# Illustrator : Logo



## El_Tomato (6. Oktober 2007)

Halli hallo liebe Tutorials-User
Ich möchte mal gerne wissen, wie man genau vektorisiert, aber hier in diesem Forum finde ich keine genaue Anleitung, wo ich alle schritte einzeln erklärt bekomme.
Wäre jmd so gütig und würde mir genau erklären wie ich ein Logo etc. vektorisiere?


----------



## Roman-studios (6. Oktober 2007)

Hier nimm könnte ich eine positive Wertung haben 

Anhang anzeigen Logo.zip


----------



## El_Tomato (6. Oktober 2007)

Wie hast du das denn jetzt genau gemacht?
Könntest du deine Schritte mal erklären?


mfg El_Tomato


----------



## Roman-studios (7. Oktober 2007)

Ih habe diesen Vektor nicht in Illustrator gemacht sondern Corel Draw


----------



## Markus Kolletzky (7. Oktober 2007)

Hallo Roman-studios,

deine Arbeit in allen Ehren, aber ich denke, der Nachwelt bringt es mehr, wenn du dein Wissen
mit den Fragestellern teilst und deine Arbeitsschritte erklärst.
Von einem "mal so vektorisierten Logo" ohne Arbeitsbeschreibung ist der Community nicht nachhaltig geholfen.

Grüße
Markus


----------



## El_Tomato (7. Oktober 2007)

Markus Kolletzky hat gesagt.:


> Hallo Roman-studios,
> 
> deine Arbeit in allen Ehren, aber ich denke, der Nachwelt bringt es mehr, wenn du dein Wissen
> mit den Fragestellern teilst und deine Arbeitsschritte erklärst.
> ...



Genau ^^ 
Kann mir das denn jetzt jemand mal beschreiben wie man das macht?


----------



## Roman-studios (7. Oktober 2007)

1.Ich schreibe den text (zu erst schaue welcher Font past) färbe den neuen Text gelb damit ich ihn auf dem Hintergrund sehe jetzt Mache ich transform und ziehe den text so entlang das er passt.

2.Zu erst länglich dann in die Breite...

3.Passt

4.Zeichne den ersten kreis (groß) passe ihn dem echten an.

5.Zeichne den zweiten lege ihn da drüber.

6.Mach dann Arrange

7.Mit dem restlichen Text machst du alles genau so.

8.Färbst wieder den Text um.

9.Und fertig


----------



## El_Tomato (7. Oktober 2007)

Roman-studios hat gesagt.:


> 1.Ich schreibe den text (zu erst schaue welcher Font past) färbe den neuen Text gelb damit ich ihn auf dem Hintergrund sehe jetzt Mache ich transform und ziehe den text so entlang das er passt.
> 
> 2.Zu erst länglich dann in die Breite...
> 
> ...



Weiß einer auch zufällig wie ich das mit Grafiken, d.h.
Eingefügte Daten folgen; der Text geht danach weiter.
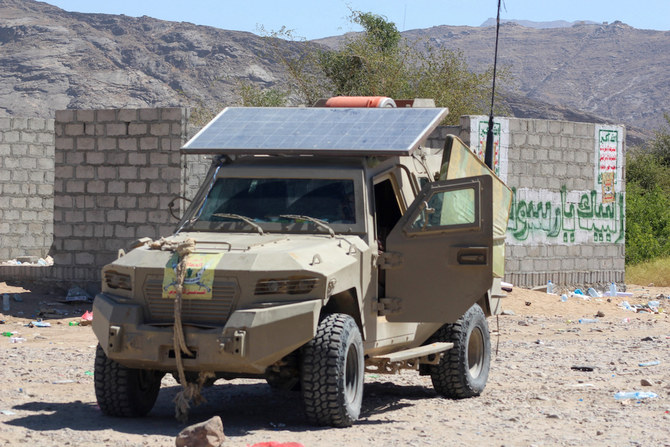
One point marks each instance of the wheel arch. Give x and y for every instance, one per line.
x=346, y=302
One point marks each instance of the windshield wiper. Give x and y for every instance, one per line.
x=242, y=218
x=318, y=222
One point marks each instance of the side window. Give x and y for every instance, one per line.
x=450, y=208
x=387, y=210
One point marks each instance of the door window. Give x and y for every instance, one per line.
x=450, y=208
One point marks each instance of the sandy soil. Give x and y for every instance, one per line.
x=533, y=397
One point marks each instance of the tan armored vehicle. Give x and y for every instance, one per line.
x=328, y=242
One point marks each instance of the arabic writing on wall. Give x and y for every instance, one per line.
x=564, y=218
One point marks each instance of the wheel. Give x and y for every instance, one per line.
x=124, y=392
x=464, y=369
x=285, y=377
x=332, y=372
x=280, y=383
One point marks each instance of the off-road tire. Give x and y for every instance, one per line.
x=280, y=383
x=332, y=372
x=124, y=392
x=464, y=369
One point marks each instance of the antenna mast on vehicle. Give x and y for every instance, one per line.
x=488, y=155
Bildern mache?
Ich will ja nicht nur Text vektorisieren sondern auch Bilder etc.

mfg El_Tomato


----------



## OMAN_one (8. Oktober 2007)

Anleitung ab Illustrator CS2

Datei -> Platzieren -> Bild aussuchen -> mit dem Auswahlwerkzeug markieren -> Objekt -> Interaktiv Abpausen -> Abpausoptionen -> deine einstellungen machen -> Abpausen -> Objekt -> Interaktiv Abpausen -> Umwandeln -> wenn nötig einige flächen entfernen

Im Feld Abpausoptionen mußt du halt ma n bisschen die Regler hin und her schieben um das gewünschte Ergebniss zu erzielen. Jedoch gilt, per Zeichenstift Vektorisieren ist immer noch am genausten.

viel spaß dabei


----------



## janoc (8. Oktober 2007)

Der Vollständigkeit halber: Schrift zu verzerren ist eigentlich ein typographisches Kapitalverbrechen


----------



## Roman-studios (8. Oktober 2007)

Ich zeichne es nach aber wenn du ein Logo vectorisieren willst dann benutz Vextractor 3.80 !!


----------



## Jan-Frederik Stieler (11. Oktober 2007)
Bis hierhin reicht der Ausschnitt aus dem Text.